No Hibernation Allowed!

Unless you grew up in or had a career opportunity in the northern climates of our country, you probably won’t understand or believe how much we care about winter sports programming in our City of Madison.

For all of you who are working on the Gulf Coast of Florida or in sunny Southern California, please do not e-mail or call us when you read that our overnight temperatures are 20 below zero in January or that we just had 12 inches of snow fall in the past 24 hours. We probably won’t be able to take your call.

But we will be outside getting our facilities ready and enjoying the wonderful opportunities that exist for winter sports in our parks.

Breaking the Ice

Like many northern cities, Madison offers a host of winter outdoor recreation opportunities. With our many natural bodies of water, outdoor ice-skating probably attracts the largest number of participants.

The pressure is always on to get the skating areas open as soon as possible… even when the weather is not cooperating. Because we have to deal with snow, the ice has to be thick enough to support snow plowing and snow blowing equipment before we can drive on it.

If we get on too early or discover a soft spot over a natural spring, we can have a piece of equipment and an operator go through the ice. Many safety practices are in place to prevent this from happening, but it is a risk that we always think about. A heavy snowfall before the ice is thick enough also places an insulating layer of snow over the ice and keeps it from freezing thicker, which adds to our challenges.

We take many measurements of the thickness of the ice. This is done by drilling a lot of small holes through the ice and measuring the thickness.

We keep track of how the rink is freezing. The same body of water may have four inches of ice in one area and only one or two inches of ice in an adjoining area. This is due to springs and water currents under the ice.

Thickness is not the only measurement, however. Dark gray ice is usually much stronger than the same thickness of milky white ice, which is more common in the late part of the season. Even after the rinks are open for the season, we re-check ice thickness whenever we have a change in weather conditions.

We never assign a person to be working on the ice alone. Our standard practice is always to have another person available in case of an emergency such as a simple fall or major situation such as a vehicle going through the ice. Falls are common even with safety equipment attached to boots, but going through the ice is fortunately not very common.

Many of our skating areas are designed over shallow water. Simple rescue equipment is available at every location with deep water, and telephone or radio contact is available at every location.

We will go on the ice with small equipment with four good inches of ice. We need at least six inches of good ice before pick-up truck sized equipment is allowed on the ice.

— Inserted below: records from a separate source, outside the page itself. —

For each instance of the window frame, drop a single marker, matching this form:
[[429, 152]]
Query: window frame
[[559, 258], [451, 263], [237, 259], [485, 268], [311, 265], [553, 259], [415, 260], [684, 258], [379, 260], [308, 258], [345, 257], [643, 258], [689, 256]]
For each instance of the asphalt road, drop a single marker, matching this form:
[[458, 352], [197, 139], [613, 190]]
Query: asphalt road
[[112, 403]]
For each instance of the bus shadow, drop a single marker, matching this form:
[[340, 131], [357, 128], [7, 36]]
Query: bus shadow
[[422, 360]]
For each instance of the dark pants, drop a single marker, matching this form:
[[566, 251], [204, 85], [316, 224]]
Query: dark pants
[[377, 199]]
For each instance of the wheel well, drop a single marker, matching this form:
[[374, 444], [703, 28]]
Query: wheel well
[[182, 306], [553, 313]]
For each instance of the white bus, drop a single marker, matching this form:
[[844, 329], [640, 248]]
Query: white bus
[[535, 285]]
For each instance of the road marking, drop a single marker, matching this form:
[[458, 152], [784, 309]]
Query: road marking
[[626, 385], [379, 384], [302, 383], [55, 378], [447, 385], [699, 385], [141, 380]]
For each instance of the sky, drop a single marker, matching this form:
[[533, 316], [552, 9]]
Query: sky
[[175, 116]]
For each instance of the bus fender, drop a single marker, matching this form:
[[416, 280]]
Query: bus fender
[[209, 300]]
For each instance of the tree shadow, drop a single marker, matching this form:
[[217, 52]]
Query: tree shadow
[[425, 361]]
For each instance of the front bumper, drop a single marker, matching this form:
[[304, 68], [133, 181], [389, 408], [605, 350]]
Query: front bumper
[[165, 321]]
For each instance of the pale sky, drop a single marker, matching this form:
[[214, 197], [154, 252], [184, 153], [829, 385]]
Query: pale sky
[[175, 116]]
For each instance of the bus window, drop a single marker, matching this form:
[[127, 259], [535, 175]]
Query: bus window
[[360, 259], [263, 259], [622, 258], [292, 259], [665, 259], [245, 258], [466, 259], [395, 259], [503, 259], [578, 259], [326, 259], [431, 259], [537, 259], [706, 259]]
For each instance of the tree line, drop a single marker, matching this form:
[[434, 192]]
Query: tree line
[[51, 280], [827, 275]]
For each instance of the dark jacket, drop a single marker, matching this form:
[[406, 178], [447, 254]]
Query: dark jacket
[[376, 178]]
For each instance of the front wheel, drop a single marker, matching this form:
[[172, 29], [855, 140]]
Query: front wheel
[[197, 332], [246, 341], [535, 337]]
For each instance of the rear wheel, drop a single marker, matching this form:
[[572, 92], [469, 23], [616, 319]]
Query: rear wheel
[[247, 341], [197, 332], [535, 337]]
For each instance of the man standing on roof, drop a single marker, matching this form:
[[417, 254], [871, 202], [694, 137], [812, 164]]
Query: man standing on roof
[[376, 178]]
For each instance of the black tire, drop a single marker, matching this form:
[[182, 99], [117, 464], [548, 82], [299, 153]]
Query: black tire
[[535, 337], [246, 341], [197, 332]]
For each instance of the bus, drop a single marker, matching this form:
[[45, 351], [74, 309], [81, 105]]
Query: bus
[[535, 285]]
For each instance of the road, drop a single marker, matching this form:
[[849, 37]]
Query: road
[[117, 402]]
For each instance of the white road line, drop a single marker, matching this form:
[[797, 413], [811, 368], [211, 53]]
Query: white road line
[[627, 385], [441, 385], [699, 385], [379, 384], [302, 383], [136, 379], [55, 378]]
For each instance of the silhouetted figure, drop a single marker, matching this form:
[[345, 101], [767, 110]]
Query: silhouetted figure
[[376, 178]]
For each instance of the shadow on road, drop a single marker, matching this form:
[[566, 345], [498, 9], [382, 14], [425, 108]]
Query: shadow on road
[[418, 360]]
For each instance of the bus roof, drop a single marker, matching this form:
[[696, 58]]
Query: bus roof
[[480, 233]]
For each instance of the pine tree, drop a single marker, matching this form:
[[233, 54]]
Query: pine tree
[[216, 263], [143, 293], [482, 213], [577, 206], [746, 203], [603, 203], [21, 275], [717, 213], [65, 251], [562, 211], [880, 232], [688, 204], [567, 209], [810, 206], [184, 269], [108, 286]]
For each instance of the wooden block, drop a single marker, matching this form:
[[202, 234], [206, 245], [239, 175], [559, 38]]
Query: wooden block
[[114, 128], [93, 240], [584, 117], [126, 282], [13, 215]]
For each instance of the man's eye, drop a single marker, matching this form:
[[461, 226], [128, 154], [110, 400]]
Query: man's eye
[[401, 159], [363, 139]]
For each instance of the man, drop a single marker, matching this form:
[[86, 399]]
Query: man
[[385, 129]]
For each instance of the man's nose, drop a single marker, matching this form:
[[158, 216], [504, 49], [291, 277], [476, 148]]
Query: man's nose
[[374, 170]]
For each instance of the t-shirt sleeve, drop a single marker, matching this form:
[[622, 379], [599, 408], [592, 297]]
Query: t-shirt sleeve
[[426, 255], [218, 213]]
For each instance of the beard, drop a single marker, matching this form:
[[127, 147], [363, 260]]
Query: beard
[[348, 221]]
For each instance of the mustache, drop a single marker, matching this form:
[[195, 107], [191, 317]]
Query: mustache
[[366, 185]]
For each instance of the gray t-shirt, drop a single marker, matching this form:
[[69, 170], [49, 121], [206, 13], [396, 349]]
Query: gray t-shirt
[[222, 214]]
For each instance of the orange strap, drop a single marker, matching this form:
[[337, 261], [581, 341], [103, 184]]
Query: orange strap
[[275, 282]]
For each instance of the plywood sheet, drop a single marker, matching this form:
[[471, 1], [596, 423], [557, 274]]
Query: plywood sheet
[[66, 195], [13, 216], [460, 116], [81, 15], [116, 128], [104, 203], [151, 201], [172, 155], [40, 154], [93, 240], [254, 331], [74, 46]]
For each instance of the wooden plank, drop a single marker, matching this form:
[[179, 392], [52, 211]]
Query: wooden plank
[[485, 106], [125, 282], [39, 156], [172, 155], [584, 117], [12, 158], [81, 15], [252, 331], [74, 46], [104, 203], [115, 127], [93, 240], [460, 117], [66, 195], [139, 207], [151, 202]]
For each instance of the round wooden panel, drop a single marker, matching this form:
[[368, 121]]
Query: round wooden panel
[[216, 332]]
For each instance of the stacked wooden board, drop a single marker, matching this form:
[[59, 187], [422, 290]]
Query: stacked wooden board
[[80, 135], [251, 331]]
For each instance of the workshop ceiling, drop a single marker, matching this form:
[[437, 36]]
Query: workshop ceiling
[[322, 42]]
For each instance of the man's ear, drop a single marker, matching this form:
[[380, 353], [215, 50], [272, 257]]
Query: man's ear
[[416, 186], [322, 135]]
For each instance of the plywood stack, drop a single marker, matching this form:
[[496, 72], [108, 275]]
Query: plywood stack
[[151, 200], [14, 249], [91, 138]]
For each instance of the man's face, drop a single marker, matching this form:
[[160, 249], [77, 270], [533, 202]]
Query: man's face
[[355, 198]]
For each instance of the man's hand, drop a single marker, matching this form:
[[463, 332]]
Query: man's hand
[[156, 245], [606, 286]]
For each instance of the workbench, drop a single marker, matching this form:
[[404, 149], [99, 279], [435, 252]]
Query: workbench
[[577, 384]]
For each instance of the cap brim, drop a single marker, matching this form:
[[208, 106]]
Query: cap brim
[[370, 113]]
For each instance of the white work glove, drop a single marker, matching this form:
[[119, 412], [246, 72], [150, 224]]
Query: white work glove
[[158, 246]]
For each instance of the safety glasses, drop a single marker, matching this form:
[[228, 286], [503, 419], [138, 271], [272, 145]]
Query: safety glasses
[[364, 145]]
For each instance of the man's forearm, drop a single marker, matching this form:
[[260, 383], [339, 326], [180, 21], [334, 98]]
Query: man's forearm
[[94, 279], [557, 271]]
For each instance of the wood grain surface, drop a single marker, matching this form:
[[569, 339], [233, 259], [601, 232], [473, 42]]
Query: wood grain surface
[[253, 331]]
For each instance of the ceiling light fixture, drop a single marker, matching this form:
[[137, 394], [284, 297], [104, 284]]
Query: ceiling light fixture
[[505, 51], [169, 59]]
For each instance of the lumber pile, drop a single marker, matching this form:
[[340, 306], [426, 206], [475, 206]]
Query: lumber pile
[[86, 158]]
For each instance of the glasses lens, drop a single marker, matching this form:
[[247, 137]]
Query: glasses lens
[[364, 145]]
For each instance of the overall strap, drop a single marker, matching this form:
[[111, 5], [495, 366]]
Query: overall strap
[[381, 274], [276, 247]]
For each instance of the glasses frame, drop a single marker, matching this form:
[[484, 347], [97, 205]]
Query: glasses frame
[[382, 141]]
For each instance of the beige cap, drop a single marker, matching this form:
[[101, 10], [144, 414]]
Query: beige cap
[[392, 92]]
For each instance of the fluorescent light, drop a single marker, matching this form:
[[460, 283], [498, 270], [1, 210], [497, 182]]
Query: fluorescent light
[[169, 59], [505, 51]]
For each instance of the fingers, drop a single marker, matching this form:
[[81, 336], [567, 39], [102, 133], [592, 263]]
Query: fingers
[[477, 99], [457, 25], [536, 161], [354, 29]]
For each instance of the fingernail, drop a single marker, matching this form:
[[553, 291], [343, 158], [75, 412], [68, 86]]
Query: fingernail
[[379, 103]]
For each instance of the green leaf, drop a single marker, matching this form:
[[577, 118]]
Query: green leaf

Whenever possible, we like to have the doors off the equipment on the ice or, at a minimum, all the windows open on the ice equipment. Some equipment is designed with an escape route through the roof.

Because ice-skating draws such large crowds, separate areas have to be maintained for recreational skating, hockey and speed skating. These user conflicts are similar to those all of us encounter in any shared area.

Because of the heavy use and the lack of true programming, we have taken the course of action that separates the three major user groups by space.

Special areas are provided for hockey (with boards) away from the areas designated for family use. The speed skating area is separate from the general skating areas. All areas are lighted for evening use.

Madison is fortunate in being able to provide rental ice skates at many locations for those people who have not invested in skates or for the many school or civic groups that plan outings at our parks.

Cross-country skiing is also very popular here. We have had two winters with less than normal snow fall, so when any snow is on the ground, we see lots of people.

User fees are required at two of our prime areas. These areas receive the greatest amount of trail grooming attention. Our crews maintain over 33 kilometers of cross county ski trails of which 5k are lighted.

There are two distinct user groups for XC skiing and our maintenance program has to accommodate both of them, so we are fortunate that our city is able to offer lighted trails at Elver Park.